No discurso que ganhou forma atualmente, respaldado na comiseração pelos fracos e silenciosos e sustentado por esquemas interpretativos que não escondem o seu maniqueísmo, as conquistas das mulheres desde o século XX são insignificantes, dado que a “violência simbólica” – tornada familiar nos estudos de Bourdieu – ainda seria reiterada em instituições e saberes que reproduzem a “visão androcêntrica” do mundo: a família, a escola, o estado, a igreja, a língua, a biologia, a história, e por aí vai.
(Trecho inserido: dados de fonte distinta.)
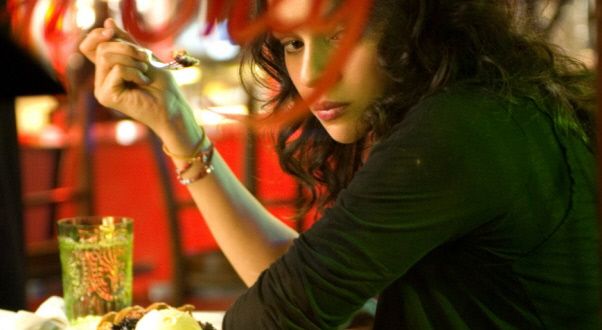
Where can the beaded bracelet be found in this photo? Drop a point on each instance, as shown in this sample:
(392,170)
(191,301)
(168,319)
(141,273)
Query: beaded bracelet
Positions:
(204,157)
(199,155)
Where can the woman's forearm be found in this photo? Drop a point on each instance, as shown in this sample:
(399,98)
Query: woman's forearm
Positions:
(250,236)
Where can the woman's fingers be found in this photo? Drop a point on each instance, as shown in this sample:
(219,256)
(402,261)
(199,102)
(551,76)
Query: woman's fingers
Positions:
(120,83)
(109,54)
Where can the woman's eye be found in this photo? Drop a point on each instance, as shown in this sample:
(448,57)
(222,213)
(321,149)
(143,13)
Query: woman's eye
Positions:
(337,36)
(292,45)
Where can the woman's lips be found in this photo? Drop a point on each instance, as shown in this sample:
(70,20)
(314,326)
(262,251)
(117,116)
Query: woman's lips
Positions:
(326,111)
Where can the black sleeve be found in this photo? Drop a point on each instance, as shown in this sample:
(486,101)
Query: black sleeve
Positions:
(440,175)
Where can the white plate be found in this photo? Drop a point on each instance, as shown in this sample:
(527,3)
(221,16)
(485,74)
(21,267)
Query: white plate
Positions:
(213,317)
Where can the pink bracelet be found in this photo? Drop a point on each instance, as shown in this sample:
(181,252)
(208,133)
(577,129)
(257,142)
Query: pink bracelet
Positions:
(202,156)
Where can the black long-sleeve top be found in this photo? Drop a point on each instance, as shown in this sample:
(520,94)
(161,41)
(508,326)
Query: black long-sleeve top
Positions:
(477,212)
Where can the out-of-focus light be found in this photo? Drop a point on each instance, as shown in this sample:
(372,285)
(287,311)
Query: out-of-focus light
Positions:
(221,50)
(144,6)
(33,113)
(127,132)
(214,116)
(224,94)
(85,16)
(187,76)
(51,135)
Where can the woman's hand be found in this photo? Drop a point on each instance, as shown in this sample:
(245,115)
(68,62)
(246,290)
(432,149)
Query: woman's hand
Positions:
(124,80)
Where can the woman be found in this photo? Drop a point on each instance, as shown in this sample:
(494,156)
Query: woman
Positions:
(450,159)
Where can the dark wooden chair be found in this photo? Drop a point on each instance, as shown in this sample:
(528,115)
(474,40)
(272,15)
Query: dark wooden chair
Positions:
(42,264)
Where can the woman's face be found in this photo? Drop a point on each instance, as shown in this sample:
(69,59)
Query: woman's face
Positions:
(339,109)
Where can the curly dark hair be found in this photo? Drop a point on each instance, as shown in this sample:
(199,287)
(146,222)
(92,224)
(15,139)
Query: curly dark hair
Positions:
(424,46)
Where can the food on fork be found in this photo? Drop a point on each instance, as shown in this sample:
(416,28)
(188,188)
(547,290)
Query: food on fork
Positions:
(158,316)
(184,59)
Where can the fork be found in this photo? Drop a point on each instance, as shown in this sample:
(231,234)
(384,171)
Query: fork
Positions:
(157,63)
(152,59)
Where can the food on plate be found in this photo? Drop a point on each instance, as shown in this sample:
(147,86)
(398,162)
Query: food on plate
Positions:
(158,316)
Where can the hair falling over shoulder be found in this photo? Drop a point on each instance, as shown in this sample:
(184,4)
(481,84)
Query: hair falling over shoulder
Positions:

Para aqueles que julgam que esta é a forma por excelência da desigualdade e o maior problema da sociedade contemporânea, devendo ser o foco maior de toda denúncia, a solução parece ser começar do zero. Mas quais seriam os novos parâmetros? A igualdade? A diversidade? A inversão de papéis? A suspensão utópica de quaisquer parâmetros organizativos prévios? Ou importa, por hora, apenas denunciar e condenar?

 

Se a violência contra a mulher é hoje, parafraseando Simão Bacamarte, um continente e não uma ilha, como querem nos fazer crer as que aderiram ao #metoo ou ao #mexeucomumamexeucomtodas, ainda assim, para o bem comum, de homens e mulheres, é importante não perdermos de vista as balizas, as nuances e as sutis diferenças das formas de relacionamento, sob o risco de, por força da banalidade e da incapacidade de se propor formas viáveis de convivência entre os humanos, o combate se restringir ao limbo das redes sociais.

 

Susani Silveira Lemos França é Professora Livre-Docente em História Medieval da Unesp/Franca.